I came to Canada with my parents on June 28th, 2014. Because of my poor vocabularies, the first biggest challenge for me was talking in English with people. My first ESL instructor was Ms. Solie, who helped me with speaking and writing English. She was in her 40’s, with a red face. She wore glasses to read and teach, but not for looking at the road in front of her.
On the first day of my high school, I walked into the ESL classroom. Ms. Solie sat on her chair and gave us new students a big smile. I did not sit too close to her, but I saw some wrinkle around her amber eyes; when she smiled, her red cheeks squeezed her glasses, it looked like two apples grew underneath her glasses. The first day of class was always the easiest, we need to remember everyone’s name in the class. Even though there were only 11 students in the class, it was quite hard for me to learn all of their names in English. So I used Chinese pronunciation to remember them. I was surprised that Ms. Solie could remember all of our names in a short amount of time. It made me wonder if pronouncing one’s name accurately is important in Canada. The next part was to sing the national anthem. Ms. Solie used her hoarse voice to teach us line by line.

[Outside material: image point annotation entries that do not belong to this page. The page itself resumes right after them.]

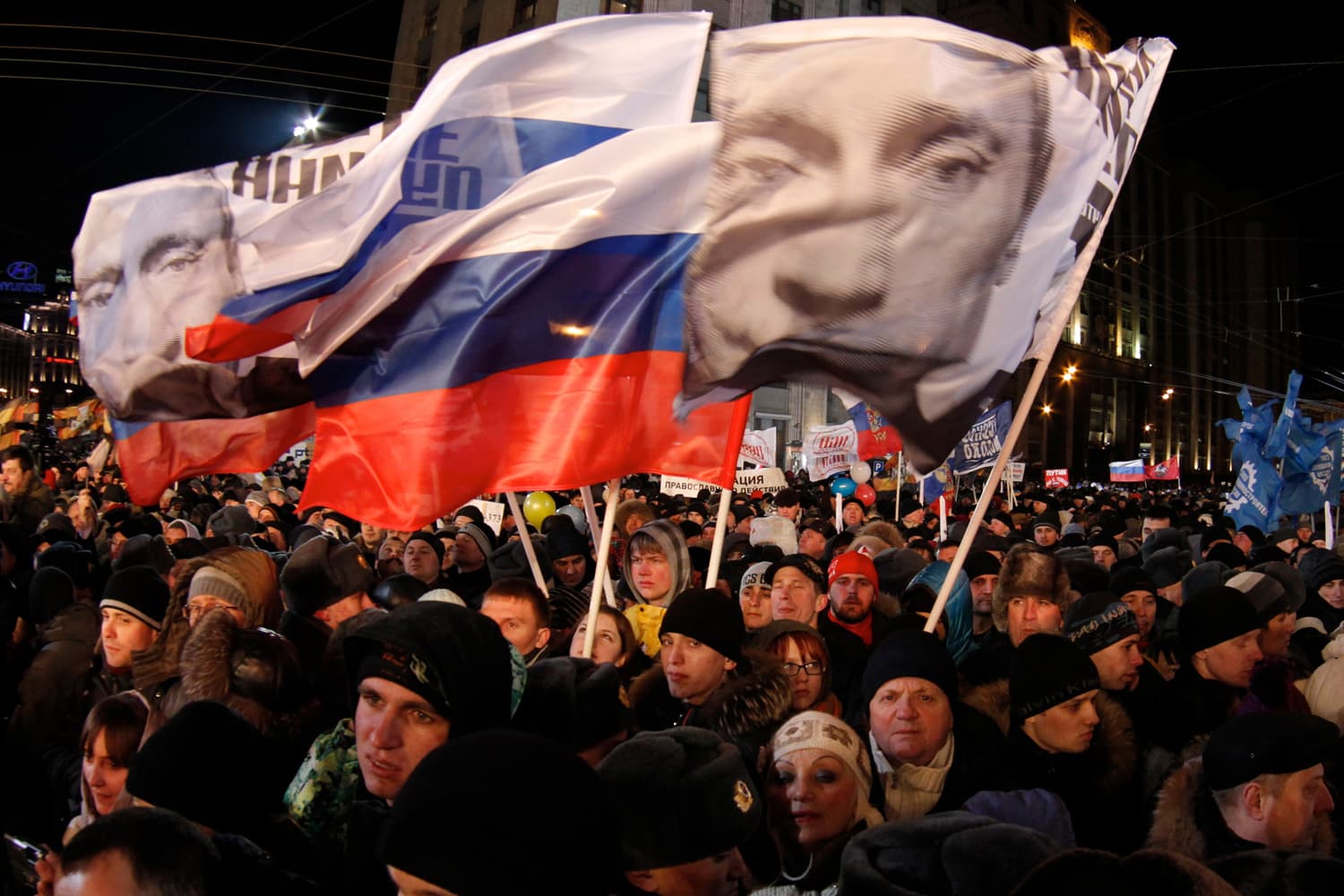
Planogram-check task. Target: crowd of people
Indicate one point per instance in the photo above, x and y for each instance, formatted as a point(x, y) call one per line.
point(237, 692)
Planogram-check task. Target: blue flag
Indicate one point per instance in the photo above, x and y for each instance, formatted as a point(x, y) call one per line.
point(1306, 489)
point(1277, 441)
point(1255, 493)
point(983, 444)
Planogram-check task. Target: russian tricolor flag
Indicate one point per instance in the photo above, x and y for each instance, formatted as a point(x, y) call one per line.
point(543, 354)
point(1128, 470)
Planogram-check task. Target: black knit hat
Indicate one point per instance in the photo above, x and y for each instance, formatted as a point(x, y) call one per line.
point(147, 549)
point(573, 702)
point(494, 849)
point(1214, 616)
point(432, 540)
point(320, 573)
point(804, 564)
point(1265, 594)
point(1263, 743)
point(1125, 579)
point(168, 769)
point(1046, 672)
point(981, 563)
point(140, 592)
point(1096, 621)
point(910, 653)
point(1319, 567)
point(1168, 565)
point(452, 656)
point(710, 616)
point(682, 796)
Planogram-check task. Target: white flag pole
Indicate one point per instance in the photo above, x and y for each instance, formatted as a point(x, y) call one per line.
point(996, 471)
point(604, 549)
point(711, 575)
point(527, 543)
point(597, 533)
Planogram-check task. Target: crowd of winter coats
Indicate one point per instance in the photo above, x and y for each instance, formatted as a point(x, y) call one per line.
point(237, 692)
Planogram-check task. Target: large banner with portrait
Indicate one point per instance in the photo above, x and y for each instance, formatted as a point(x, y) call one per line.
point(903, 209)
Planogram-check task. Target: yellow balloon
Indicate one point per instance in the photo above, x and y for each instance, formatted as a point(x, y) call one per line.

When she sang, her mouth opened very large and her thin lips moved up and down. I was good at singing since in grade five, so even though I had never sung the anthem, I learned the melody quickly but not the lyrics. My favourite sentence was “With glowing hearts we see thee raise, the true North strong and free”, it made me feel proud every time I sang it.
After we got to know each other better, Ms. Solie often showed us some photos of her dogs. She liked dogs very much. She even stabled the photo of her three Labrador Retriever dogs on the bulletin board. Once, it was after school, a student came up to Ms. Solie and asked her questions. Ms. Solie told the student that she couldn’t stay long because she needed to go back home and feed her dogs. For real, I had never heard that people go home early just to feed their pets. In China, we usually would ask family members or neighbours to feed the pets, if we couldn’t go back home on time. What Ms. Solie said gave me a feeling that, Canadian way of treating animal just liked treating their own kids: they would like to babysit pets on their own. During my first high school year in Canada, her outfit and behaviour renewed my impression of how Canadian teachers should “look like”.
Ms. Solie taught me that, using new language to talk to people was not that scary. In fact, it was interesting to learn a totally new language and its unique culture. Her enthusiastic of encouraging me to speak English in public stimulated me to talk more with other people. Throughout what I learned in ESL class, Ms. Solie’s way of teaching English gave my first thought of becoming a teacher.